Rapat di Komisi III DPR membahas Rancangan Undang-Undang (RUU) Perampasan Aset dalam upaya mengatasi masalah korupsi di Indonesia.
Namun, Ketua Komisi III DPR Bambang Wuryanto atau Bambang Pacul mengatakan RUU tersebut hanya bisa disahkan apabila para ketua umum partai menyetujuinya.
Di sisi lain, anggota Komisi III DPR Benny Kabur Harman mengingatkan Presiden Joko Widodo untuk mengeluarkan Peraturan Pemerintah Pengganti Undang-Undang (Perppu) apabila diperlukan.
Terdapat perdebatan hangat mengenai Rancangan Undang-Undang (RUU) Perampasan Aset di Indonesia. Anggota Komisi III DPR, Benny Kabur Harman, menyarankan agar Presiden Joko Widodo dapat mengeluarkan Peraturan Pemerintah Pengganti Undang-Undang (Perppu) untuk RUU tersebut jika dianggap penting untuk mengatasi masalah korupsi.

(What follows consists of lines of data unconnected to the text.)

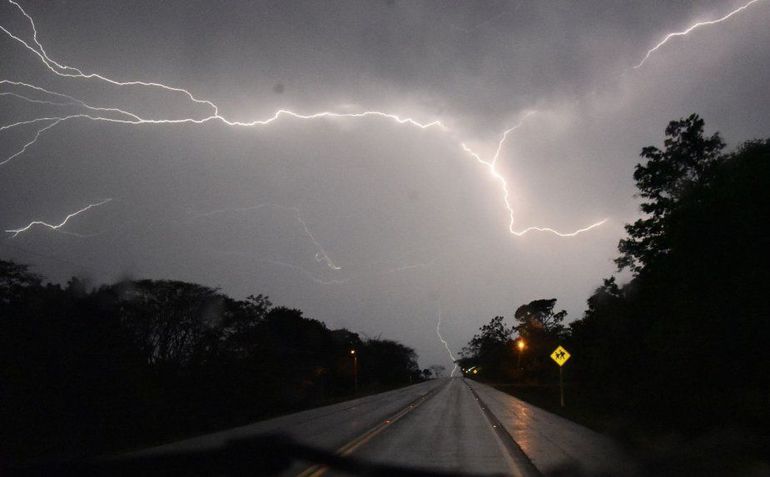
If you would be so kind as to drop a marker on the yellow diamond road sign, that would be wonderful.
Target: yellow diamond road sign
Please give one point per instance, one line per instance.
(560, 355)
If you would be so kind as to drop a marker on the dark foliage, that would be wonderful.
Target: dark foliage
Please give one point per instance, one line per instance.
(139, 362)
(680, 350)
(680, 347)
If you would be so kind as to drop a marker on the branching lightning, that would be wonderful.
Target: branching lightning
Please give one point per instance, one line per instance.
(691, 28)
(122, 116)
(58, 226)
(446, 345)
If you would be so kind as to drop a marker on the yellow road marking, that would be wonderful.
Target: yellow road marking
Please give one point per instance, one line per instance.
(347, 449)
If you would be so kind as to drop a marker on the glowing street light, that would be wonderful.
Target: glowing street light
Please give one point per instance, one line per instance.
(520, 345)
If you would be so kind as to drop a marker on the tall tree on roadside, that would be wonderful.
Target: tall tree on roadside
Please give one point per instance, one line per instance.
(663, 180)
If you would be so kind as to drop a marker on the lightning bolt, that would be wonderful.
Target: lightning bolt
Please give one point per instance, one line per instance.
(446, 345)
(691, 28)
(321, 256)
(16, 232)
(128, 118)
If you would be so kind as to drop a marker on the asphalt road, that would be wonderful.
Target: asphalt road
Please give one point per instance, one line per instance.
(454, 425)
(448, 432)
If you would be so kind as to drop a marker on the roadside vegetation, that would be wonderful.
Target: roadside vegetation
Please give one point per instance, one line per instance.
(675, 360)
(87, 371)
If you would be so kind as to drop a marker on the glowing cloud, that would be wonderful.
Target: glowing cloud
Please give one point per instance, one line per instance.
(122, 116)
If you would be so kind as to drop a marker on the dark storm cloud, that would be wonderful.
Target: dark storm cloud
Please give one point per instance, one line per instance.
(411, 220)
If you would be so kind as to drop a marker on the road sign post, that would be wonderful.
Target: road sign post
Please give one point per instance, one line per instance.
(560, 356)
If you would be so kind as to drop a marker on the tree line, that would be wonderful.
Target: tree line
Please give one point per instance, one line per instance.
(683, 346)
(85, 371)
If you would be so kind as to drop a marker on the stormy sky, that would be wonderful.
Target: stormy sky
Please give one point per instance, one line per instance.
(362, 222)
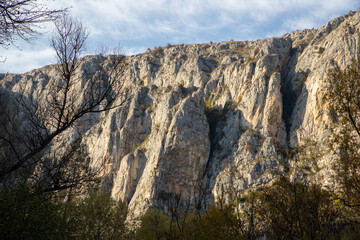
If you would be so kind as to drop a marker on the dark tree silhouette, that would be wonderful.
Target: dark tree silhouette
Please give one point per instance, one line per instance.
(21, 19)
(29, 127)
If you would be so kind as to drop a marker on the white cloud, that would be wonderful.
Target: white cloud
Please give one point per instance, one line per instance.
(20, 61)
(146, 23)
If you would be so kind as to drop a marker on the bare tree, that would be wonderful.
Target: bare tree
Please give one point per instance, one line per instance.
(20, 19)
(29, 128)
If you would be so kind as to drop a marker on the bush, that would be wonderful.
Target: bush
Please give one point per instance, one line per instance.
(28, 214)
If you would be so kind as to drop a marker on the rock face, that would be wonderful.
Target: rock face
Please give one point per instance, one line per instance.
(207, 118)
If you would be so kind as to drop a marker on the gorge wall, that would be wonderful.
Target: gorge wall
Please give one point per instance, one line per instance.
(207, 118)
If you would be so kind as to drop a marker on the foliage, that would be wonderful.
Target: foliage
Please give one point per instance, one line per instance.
(27, 213)
(95, 217)
(344, 108)
(295, 210)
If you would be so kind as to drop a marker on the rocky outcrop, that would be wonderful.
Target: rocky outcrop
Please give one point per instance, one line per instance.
(207, 118)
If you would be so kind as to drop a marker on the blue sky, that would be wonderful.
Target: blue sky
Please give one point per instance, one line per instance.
(140, 24)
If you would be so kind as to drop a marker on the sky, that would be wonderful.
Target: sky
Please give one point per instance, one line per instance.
(136, 25)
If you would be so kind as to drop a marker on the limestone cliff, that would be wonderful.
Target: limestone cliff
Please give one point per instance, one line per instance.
(204, 118)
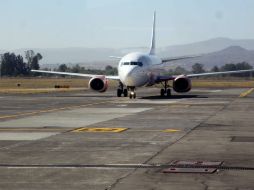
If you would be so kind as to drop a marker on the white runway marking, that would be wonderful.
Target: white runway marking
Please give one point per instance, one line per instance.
(71, 118)
(18, 136)
(144, 101)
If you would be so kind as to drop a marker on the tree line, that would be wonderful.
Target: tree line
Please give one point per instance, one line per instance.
(14, 65)
(199, 68)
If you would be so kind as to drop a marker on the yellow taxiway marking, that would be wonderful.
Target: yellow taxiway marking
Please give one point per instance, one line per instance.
(103, 130)
(49, 110)
(171, 130)
(246, 93)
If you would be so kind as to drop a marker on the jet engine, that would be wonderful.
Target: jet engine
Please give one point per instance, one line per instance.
(182, 84)
(98, 84)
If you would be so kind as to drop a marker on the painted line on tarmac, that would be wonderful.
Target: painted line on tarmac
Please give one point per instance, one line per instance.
(50, 110)
(100, 130)
(246, 93)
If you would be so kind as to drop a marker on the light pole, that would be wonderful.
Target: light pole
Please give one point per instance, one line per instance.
(1, 66)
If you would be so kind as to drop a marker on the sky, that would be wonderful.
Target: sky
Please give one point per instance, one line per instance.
(120, 23)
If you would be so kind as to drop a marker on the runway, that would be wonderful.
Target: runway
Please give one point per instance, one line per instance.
(85, 140)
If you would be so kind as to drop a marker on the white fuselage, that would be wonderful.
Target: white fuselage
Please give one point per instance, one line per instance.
(139, 69)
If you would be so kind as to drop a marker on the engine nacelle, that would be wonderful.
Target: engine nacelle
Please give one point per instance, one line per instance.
(99, 84)
(182, 84)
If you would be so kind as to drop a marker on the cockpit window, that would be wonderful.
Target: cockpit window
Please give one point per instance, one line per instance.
(133, 63)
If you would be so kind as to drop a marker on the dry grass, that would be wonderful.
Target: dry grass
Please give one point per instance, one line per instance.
(223, 83)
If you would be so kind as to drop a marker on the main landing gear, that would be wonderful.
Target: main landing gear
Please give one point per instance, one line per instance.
(124, 91)
(165, 90)
(121, 90)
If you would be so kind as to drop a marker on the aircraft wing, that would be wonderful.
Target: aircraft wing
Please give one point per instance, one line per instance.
(164, 60)
(76, 74)
(167, 78)
(219, 73)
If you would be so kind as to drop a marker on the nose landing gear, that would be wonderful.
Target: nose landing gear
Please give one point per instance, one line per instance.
(165, 90)
(121, 90)
(132, 94)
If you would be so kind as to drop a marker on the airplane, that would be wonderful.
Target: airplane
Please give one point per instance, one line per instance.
(142, 69)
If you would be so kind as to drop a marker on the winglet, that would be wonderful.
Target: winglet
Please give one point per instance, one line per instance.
(152, 50)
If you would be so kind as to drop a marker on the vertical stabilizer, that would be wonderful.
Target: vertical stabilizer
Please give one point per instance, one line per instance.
(152, 50)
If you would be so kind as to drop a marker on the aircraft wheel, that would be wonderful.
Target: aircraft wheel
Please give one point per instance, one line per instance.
(119, 92)
(162, 92)
(168, 92)
(125, 92)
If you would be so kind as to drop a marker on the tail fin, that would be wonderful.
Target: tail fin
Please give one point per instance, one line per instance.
(152, 50)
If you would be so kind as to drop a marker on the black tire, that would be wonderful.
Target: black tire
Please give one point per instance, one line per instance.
(168, 92)
(162, 92)
(125, 92)
(119, 92)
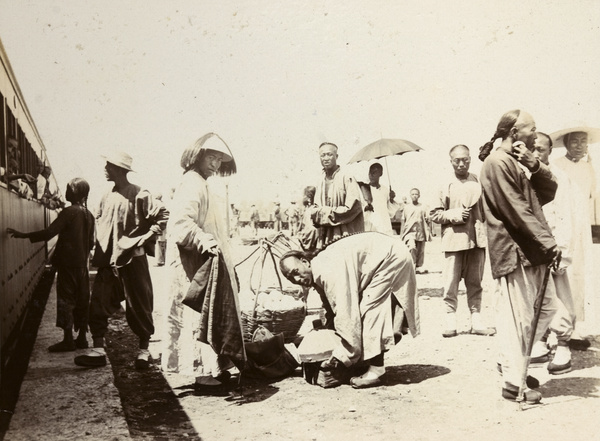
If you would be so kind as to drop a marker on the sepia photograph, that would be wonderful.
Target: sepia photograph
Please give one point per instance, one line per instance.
(303, 220)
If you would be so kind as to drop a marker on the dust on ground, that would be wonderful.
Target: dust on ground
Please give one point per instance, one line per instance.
(435, 388)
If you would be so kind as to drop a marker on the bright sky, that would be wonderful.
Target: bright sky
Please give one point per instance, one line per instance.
(275, 79)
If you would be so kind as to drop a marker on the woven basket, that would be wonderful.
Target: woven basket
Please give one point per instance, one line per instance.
(287, 322)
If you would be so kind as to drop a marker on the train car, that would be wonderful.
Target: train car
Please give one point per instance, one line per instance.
(29, 199)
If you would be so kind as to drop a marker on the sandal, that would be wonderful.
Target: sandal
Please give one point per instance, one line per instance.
(62, 346)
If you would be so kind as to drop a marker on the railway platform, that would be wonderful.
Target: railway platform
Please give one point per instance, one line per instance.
(61, 401)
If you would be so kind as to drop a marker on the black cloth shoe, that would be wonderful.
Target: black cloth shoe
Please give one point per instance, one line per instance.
(91, 360)
(557, 369)
(142, 361)
(531, 382)
(579, 344)
(529, 396)
(62, 346)
(363, 383)
(539, 360)
(81, 343)
(487, 332)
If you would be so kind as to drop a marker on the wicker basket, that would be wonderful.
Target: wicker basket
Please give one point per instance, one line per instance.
(287, 321)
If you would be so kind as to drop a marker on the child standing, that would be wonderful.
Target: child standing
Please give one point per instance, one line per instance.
(75, 228)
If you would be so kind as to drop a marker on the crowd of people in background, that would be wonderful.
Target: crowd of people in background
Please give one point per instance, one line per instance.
(360, 249)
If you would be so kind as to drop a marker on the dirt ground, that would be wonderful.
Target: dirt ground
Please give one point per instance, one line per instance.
(435, 388)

Hal ini terkait dengan adanya dugaan transaksi janggal senilai Rp 349 triliun di Kementerian Keuangan yang menjadi sorotan publik.
Namun, Ketua Komisi III DPR, Bambang Wuryanto alias Bambang Pacul, memberikan tanggapan berbeda terkait RUU Perampasan Aset. Ia menyebut bahwa RUU tersebut hanya dapat disahkan jika para ketua umum partai menyetujuinya.
Selain itu, Pacul juga menekankan bahwa semua anggota DPR patuh pada “bos” masing-masing. Oleh karena itu, ia menyarankan pemerintah untuk berkomunikasi dengan para ketua umum partai sebelum mengesahkan RUU tersebut.
Di sisi lain, Presiden Joko Widodo pernah meminta saran dari Bambang Pacul mengenai dua RUU, yaitu RUU Perampasan Aset dan RUU Pembatasan Transaksi Uang Kartal.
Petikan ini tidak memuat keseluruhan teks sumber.